2.2 Environmental variables
A total of 22 variables were studied including 19 climatic variables, 3 topographical variables, and 22 initial environmental variables with a resolution of 2.5’ (Table S1). The three topographic parameters (alt, slope, and asp) were downloaded with a resolution of 2.5’ from World Climate data (http://www.worldclim.org/). Bioclimatic characteristics obtained from the WorldClim (version 2.0) database were utilized to build distribution prediction models (11). The predictions for the Geographical distributions of S. ciliatum , S. nepalense , and S. yunnanense were carried out by the BCC-CSM2-MR climate system model, developed by the National Climate Center (12). The World Climate Database (http://www.worldclim.org/ ) was used for downloading the future climate data 2050 (2041–2060) and 2070 (2061–2080). New future pathways based on socioeconomic assumptions are called Shared Socioeconomic Pathways (SSPs) that describe various levels of socioeconomic development. These were used in the study (13). The SSPs include the high-forcing scenario (SSP5-8.5), the medium-forcing scenario (SSP2-4.5), and the low-forcing scenario (SSP1-2.6). The high and low emission scenarios are represented by the SSP5-8.5 and SSP1-2.6 in the study , respectively.

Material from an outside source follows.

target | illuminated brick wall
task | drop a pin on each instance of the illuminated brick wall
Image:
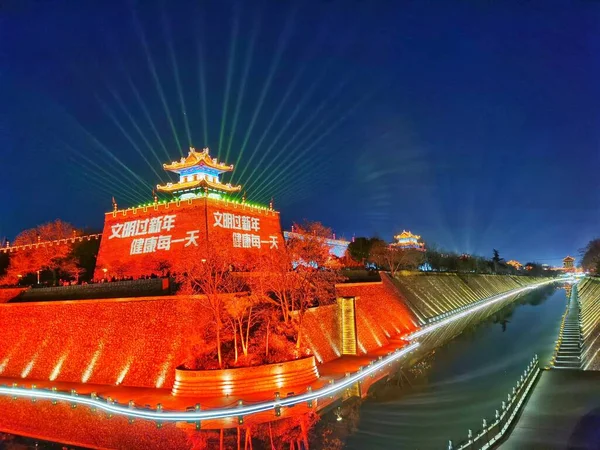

It is necessary to analyze environmental variables before they can be used for niche simulation calculations to avoid the multicollinearity of the variables causing over-fitting of the model because many bioclimatic variables are spatially related (14). ArcGIS10.2 was employed to examine the relationships between these 22 bioclimatic variables (Table S1). When the correlation coefficient between two climatic variables was more than 0.80, climate variables of greater ecological relevance were kept. For the prediction of the distribution of S. ciliatum, S. nepalense, and S. yunnanense , a total of 7, 9, and 8 variables with coefficients greater than 0.8 (15) were maintained, respectively (Fig. 2).